IMAGINE SE FOSSE possível escapar dos rigores da lei sob a desculpa de que desconhecia sua existência. "Sinto muito, mas nunca fora apresentado a essa lei". Não teríamos um Estado, não como o que conhecemos hoje. Mas um Estado de anarquia. Renan é político desde 1978. Foi duas vezes deputado federal por Alagoas, três vezes senador, líder do governo Collor e ministro da Justiça de Fernando Henrique.

UMA DE SUAS atividades é ajudar a fazer leis. Há várias de sua autoria. Fora centenas que ajudou a fazer.
 Para isso, como deputado ou senador, sempre contou com a assessoria de dezenas de funcionários do quadro fixo da Câmara dos Deputados ou do Senado. Como presidente do Senado - o terceiro na linha direta da sucessão do presidente da República -, todas as suas dúvidas lhe são tiradas. Na hora.

COMO SUGERIR que possa ter sido traído pela memória? Ou que seus assessores possam ter-se enganado na interpretação da lei? Ou que caberia à FAB dizer se ele acertara ou não ao requisitar jato para uma viagem particular?
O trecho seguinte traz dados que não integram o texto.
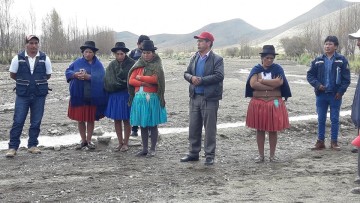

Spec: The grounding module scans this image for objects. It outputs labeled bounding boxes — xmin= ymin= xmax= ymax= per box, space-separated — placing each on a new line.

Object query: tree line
xmin=0 ymin=0 xmax=115 ymax=64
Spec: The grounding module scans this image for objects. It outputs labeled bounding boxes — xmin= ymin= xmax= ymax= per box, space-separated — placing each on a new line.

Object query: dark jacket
xmin=184 ymin=51 xmax=224 ymax=101
xmin=306 ymin=53 xmax=350 ymax=95
xmin=16 ymin=51 xmax=48 ymax=96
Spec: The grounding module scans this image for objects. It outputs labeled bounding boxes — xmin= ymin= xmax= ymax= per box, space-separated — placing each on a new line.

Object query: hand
xmin=191 ymin=76 xmax=201 ymax=86
xmin=335 ymin=92 xmax=342 ymax=100
xmin=319 ymin=85 xmax=325 ymax=91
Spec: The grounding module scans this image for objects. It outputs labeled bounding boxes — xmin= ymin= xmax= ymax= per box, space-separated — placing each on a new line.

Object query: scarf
xmin=245 ymin=63 xmax=291 ymax=100
xmin=128 ymin=53 xmax=165 ymax=107
xmin=66 ymin=56 xmax=107 ymax=119
xmin=104 ymin=56 xmax=135 ymax=92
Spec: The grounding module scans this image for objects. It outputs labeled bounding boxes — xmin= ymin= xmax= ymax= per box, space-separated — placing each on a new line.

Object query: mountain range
xmin=115 ymin=0 xmax=354 ymax=51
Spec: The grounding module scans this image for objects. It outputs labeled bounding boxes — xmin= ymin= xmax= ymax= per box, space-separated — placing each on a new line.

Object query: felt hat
xmin=25 ymin=35 xmax=40 ymax=43
xmin=80 ymin=41 xmax=99 ymax=52
xmin=141 ymin=40 xmax=157 ymax=51
xmin=259 ymin=45 xmax=278 ymax=55
xmin=194 ymin=32 xmax=215 ymax=42
xmin=111 ymin=42 xmax=130 ymax=53
xmin=349 ymin=29 xmax=360 ymax=39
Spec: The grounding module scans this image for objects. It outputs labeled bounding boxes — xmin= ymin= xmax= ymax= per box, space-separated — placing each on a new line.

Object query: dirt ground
xmin=0 ymin=58 xmax=360 ymax=202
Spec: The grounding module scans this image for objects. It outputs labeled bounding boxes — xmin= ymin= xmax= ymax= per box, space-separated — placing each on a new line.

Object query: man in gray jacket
xmin=180 ymin=32 xmax=224 ymax=165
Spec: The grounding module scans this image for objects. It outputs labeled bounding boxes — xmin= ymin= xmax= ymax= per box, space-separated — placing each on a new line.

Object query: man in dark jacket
xmin=6 ymin=35 xmax=52 ymax=157
xmin=129 ymin=35 xmax=150 ymax=137
xmin=307 ymin=36 xmax=350 ymax=150
xmin=180 ymin=32 xmax=224 ymax=165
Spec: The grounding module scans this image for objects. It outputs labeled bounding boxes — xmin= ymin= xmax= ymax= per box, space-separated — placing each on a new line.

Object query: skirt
xmin=68 ymin=103 xmax=96 ymax=122
xmin=130 ymin=89 xmax=167 ymax=127
xmin=246 ymin=98 xmax=290 ymax=131
xmin=105 ymin=90 xmax=130 ymax=120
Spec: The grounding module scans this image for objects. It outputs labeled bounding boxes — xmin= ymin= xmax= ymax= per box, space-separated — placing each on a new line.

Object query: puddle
xmin=0 ymin=110 xmax=351 ymax=150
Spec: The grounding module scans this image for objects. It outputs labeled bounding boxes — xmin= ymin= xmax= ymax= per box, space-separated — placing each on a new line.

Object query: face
xmin=114 ymin=50 xmax=126 ymax=62
xmin=141 ymin=50 xmax=154 ymax=61
xmin=83 ymin=49 xmax=95 ymax=61
xmin=261 ymin=54 xmax=275 ymax=67
xmin=197 ymin=39 xmax=211 ymax=54
xmin=25 ymin=39 xmax=39 ymax=54
xmin=324 ymin=41 xmax=337 ymax=55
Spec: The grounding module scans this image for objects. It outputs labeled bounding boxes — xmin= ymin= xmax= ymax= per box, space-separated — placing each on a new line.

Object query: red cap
xmin=194 ymin=32 xmax=215 ymax=42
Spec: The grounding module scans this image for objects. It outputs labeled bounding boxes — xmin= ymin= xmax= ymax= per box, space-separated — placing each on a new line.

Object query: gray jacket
xmin=184 ymin=51 xmax=224 ymax=101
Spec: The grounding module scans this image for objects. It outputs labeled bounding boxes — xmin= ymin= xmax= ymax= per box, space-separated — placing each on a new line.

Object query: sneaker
xmin=311 ymin=140 xmax=325 ymax=150
xmin=87 ymin=142 xmax=96 ymax=149
xmin=28 ymin=146 xmax=41 ymax=154
xmin=5 ymin=149 xmax=16 ymax=158
xmin=135 ymin=151 xmax=147 ymax=157
xmin=330 ymin=141 xmax=340 ymax=151
xmin=255 ymin=156 xmax=265 ymax=163
xmin=75 ymin=141 xmax=87 ymax=150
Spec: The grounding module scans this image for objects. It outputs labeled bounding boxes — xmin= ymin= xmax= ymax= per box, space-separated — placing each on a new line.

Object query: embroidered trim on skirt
xmin=68 ymin=103 xmax=96 ymax=122
xmin=130 ymin=89 xmax=167 ymax=127
xmin=104 ymin=90 xmax=130 ymax=120
xmin=246 ymin=98 xmax=290 ymax=131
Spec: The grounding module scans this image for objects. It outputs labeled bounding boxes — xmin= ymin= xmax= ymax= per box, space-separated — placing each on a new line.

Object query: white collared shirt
xmin=9 ymin=51 xmax=52 ymax=75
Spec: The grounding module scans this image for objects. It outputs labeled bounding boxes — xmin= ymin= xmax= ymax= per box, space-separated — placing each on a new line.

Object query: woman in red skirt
xmin=65 ymin=41 xmax=107 ymax=149
xmin=245 ymin=45 xmax=291 ymax=163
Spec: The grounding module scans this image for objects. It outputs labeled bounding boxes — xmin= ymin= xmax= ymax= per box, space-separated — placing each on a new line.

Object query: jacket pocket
xmin=35 ymin=79 xmax=49 ymax=96
xmin=16 ymin=79 xmax=30 ymax=96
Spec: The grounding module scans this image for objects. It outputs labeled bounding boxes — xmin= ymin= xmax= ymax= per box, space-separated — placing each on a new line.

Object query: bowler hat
xmin=111 ymin=42 xmax=130 ymax=53
xmin=259 ymin=45 xmax=278 ymax=55
xmin=141 ymin=40 xmax=157 ymax=51
xmin=138 ymin=35 xmax=150 ymax=44
xmin=349 ymin=29 xmax=360 ymax=39
xmin=80 ymin=41 xmax=99 ymax=52
xmin=194 ymin=32 xmax=215 ymax=42
xmin=25 ymin=35 xmax=39 ymax=43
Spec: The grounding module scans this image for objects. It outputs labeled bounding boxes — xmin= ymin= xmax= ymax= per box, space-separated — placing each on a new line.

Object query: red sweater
xmin=129 ymin=68 xmax=158 ymax=92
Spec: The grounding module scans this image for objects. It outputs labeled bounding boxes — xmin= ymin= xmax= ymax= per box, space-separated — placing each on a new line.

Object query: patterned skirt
xmin=105 ymin=90 xmax=130 ymax=120
xmin=246 ymin=98 xmax=290 ymax=131
xmin=130 ymin=89 xmax=167 ymax=127
xmin=68 ymin=102 xmax=96 ymax=122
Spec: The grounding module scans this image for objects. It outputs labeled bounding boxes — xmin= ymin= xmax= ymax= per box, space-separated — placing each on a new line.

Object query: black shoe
xmin=351 ymin=147 xmax=358 ymax=153
xmin=204 ymin=157 xmax=214 ymax=166
xmin=180 ymin=155 xmax=199 ymax=162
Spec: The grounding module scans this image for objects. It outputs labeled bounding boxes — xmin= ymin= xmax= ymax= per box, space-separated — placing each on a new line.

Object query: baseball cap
xmin=194 ymin=32 xmax=215 ymax=42
xmin=349 ymin=29 xmax=360 ymax=39
xmin=25 ymin=35 xmax=40 ymax=43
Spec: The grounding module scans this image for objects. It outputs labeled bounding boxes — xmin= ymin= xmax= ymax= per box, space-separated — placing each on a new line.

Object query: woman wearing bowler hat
xmin=245 ymin=45 xmax=291 ymax=163
xmin=104 ymin=42 xmax=135 ymax=152
xmin=128 ymin=40 xmax=167 ymax=156
xmin=65 ymin=41 xmax=107 ymax=149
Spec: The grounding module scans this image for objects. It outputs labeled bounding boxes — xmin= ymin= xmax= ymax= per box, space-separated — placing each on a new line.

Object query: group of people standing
xmin=6 ymin=30 xmax=360 ymax=168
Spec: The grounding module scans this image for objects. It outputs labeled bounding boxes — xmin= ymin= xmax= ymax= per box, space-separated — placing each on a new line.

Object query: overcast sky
xmin=12 ymin=0 xmax=360 ymax=35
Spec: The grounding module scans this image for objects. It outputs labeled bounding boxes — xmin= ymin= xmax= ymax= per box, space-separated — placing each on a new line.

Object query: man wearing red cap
xmin=349 ymin=29 xmax=360 ymax=184
xmin=180 ymin=32 xmax=224 ymax=165
xmin=6 ymin=35 xmax=52 ymax=157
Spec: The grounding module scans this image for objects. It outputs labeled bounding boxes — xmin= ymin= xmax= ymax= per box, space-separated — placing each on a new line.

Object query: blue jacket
xmin=16 ymin=51 xmax=48 ymax=97
xmin=184 ymin=51 xmax=224 ymax=101
xmin=306 ymin=52 xmax=350 ymax=95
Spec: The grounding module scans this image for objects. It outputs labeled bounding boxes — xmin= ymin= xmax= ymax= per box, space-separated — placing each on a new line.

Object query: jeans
xmin=316 ymin=93 xmax=342 ymax=141
xmin=9 ymin=95 xmax=46 ymax=150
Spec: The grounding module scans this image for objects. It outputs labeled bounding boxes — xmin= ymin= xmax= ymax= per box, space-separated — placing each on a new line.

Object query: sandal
xmin=120 ymin=144 xmax=129 ymax=152
xmin=114 ymin=144 xmax=123 ymax=152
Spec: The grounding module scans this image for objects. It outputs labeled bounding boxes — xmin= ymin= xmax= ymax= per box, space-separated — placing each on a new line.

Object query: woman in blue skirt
xmin=104 ymin=42 xmax=135 ymax=152
xmin=128 ymin=40 xmax=167 ymax=156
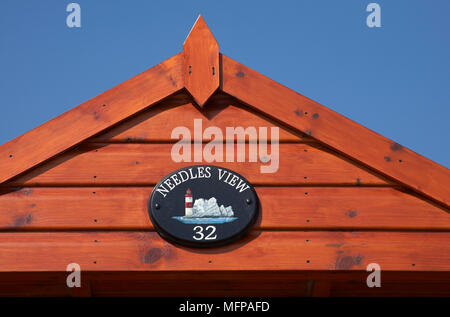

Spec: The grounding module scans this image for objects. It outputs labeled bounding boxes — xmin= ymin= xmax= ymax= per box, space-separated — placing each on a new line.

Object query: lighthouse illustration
xmin=184 ymin=188 xmax=193 ymax=217
xmin=172 ymin=188 xmax=238 ymax=224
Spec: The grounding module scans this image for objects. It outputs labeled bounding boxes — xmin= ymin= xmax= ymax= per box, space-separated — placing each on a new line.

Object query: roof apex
xmin=183 ymin=15 xmax=220 ymax=107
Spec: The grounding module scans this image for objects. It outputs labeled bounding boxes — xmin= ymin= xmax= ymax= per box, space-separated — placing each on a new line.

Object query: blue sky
xmin=0 ymin=0 xmax=450 ymax=167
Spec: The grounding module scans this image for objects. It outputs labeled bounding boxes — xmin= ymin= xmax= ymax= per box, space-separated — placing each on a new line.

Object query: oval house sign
xmin=149 ymin=165 xmax=259 ymax=247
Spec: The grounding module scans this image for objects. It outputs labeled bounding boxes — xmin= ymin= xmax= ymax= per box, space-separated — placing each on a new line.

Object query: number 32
xmin=192 ymin=226 xmax=217 ymax=240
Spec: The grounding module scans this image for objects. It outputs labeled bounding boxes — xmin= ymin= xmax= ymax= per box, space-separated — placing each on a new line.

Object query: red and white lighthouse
xmin=184 ymin=188 xmax=193 ymax=216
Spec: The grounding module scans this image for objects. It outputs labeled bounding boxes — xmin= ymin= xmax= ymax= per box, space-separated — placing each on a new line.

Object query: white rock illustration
xmin=185 ymin=197 xmax=234 ymax=217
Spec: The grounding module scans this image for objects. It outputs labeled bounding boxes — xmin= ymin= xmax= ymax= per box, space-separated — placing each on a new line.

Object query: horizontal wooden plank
xmin=222 ymin=55 xmax=450 ymax=208
xmin=89 ymin=93 xmax=312 ymax=143
xmin=0 ymin=231 xmax=450 ymax=272
xmin=0 ymin=271 xmax=450 ymax=297
xmin=10 ymin=144 xmax=387 ymax=186
xmin=0 ymin=54 xmax=183 ymax=183
xmin=0 ymin=187 xmax=450 ymax=231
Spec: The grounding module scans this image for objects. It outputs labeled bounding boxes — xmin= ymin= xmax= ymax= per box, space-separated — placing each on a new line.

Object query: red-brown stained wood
xmin=222 ymin=55 xmax=450 ymax=207
xmin=0 ymin=187 xmax=450 ymax=231
xmin=0 ymin=231 xmax=450 ymax=272
xmin=11 ymin=144 xmax=388 ymax=186
xmin=183 ymin=15 xmax=220 ymax=107
xmin=89 ymin=93 xmax=312 ymax=143
xmin=0 ymin=271 xmax=450 ymax=297
xmin=0 ymin=54 xmax=183 ymax=183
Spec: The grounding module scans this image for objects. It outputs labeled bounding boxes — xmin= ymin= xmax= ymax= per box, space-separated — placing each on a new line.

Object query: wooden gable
xmin=0 ymin=18 xmax=450 ymax=296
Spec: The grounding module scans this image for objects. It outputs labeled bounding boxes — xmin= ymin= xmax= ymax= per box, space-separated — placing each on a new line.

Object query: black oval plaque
xmin=149 ymin=165 xmax=259 ymax=247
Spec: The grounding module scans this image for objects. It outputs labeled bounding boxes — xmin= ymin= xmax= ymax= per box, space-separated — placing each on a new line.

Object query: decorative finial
xmin=183 ymin=15 xmax=220 ymax=107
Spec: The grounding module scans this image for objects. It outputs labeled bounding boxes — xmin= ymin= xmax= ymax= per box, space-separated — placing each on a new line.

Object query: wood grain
xmin=183 ymin=15 xmax=220 ymax=107
xmin=89 ymin=93 xmax=306 ymax=143
xmin=0 ymin=231 xmax=450 ymax=272
xmin=222 ymin=55 xmax=450 ymax=207
xmin=0 ymin=187 xmax=450 ymax=231
xmin=0 ymin=54 xmax=183 ymax=183
xmin=0 ymin=271 xmax=450 ymax=297
xmin=11 ymin=144 xmax=387 ymax=186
E uma viagem que ele se empenhou para que não chamasse a atenção de ninguém? Como de costume, foi a imprensa que descobriu o malfeito de Renan.

NA NOITE DO último dia 18, uma quarta-feira, Renan voou a Recife a "serviço", conforme consta dos registros da FAB. A agenda dele no site do Senado omitiu a viagem. Uma vez lá, internou-se em uma clínica onde, no dia seguinte, teve dez mil fios de cabelo implantados na cabeça pelo cirurgião plástico Fernando Basto. A cirurgia durou oito horas. Seus resultados começarão a se tornar visíveis daqui a quatro meses.

DE RECIFE, Renan foi a Maceió. Um outro jatinho o levaria a Brasília quando quisesse. No que deu errado... Renan apelou para plano B - "A FAB tem a última palavra". Esqueceu de combinar com a FAB. Mandou um ofício ao comandante da FAB perguntando se cometera alguma "impropriedade" ao voar a Recife de jatinho. Não recebeu resposta. Decidiu então pagar à FAB os custos da viagem.

FINAL FELIZ? Quem, fora Renan, pode pensar assim? Ok, a imprensa esquecerá mais rapidamente o assunto por causa da decisão de Renan de reembolsar a FAB. E, se ela esquece, todo mundo muda de assunto. Mas Renan, além de tudo, é reincidente. Em junho passado, foi a Trancoso, na Bahia, para o casamento da filha do colega Eduardo Braga (PMDB-AM). Usou um jato da FAB. Flagrado, devolveu à FAB R$ 32 mil.

RENAN É TUDO - menos um inocente coitadinho. Ignorou a lei em junho, voltou a ignorá-la seis meses depois, só reembolsou a União quando os dois episódios se tornaram públicos. Do contrário... Razoável supor que teria embolsado nosso dinheiro em silêncio.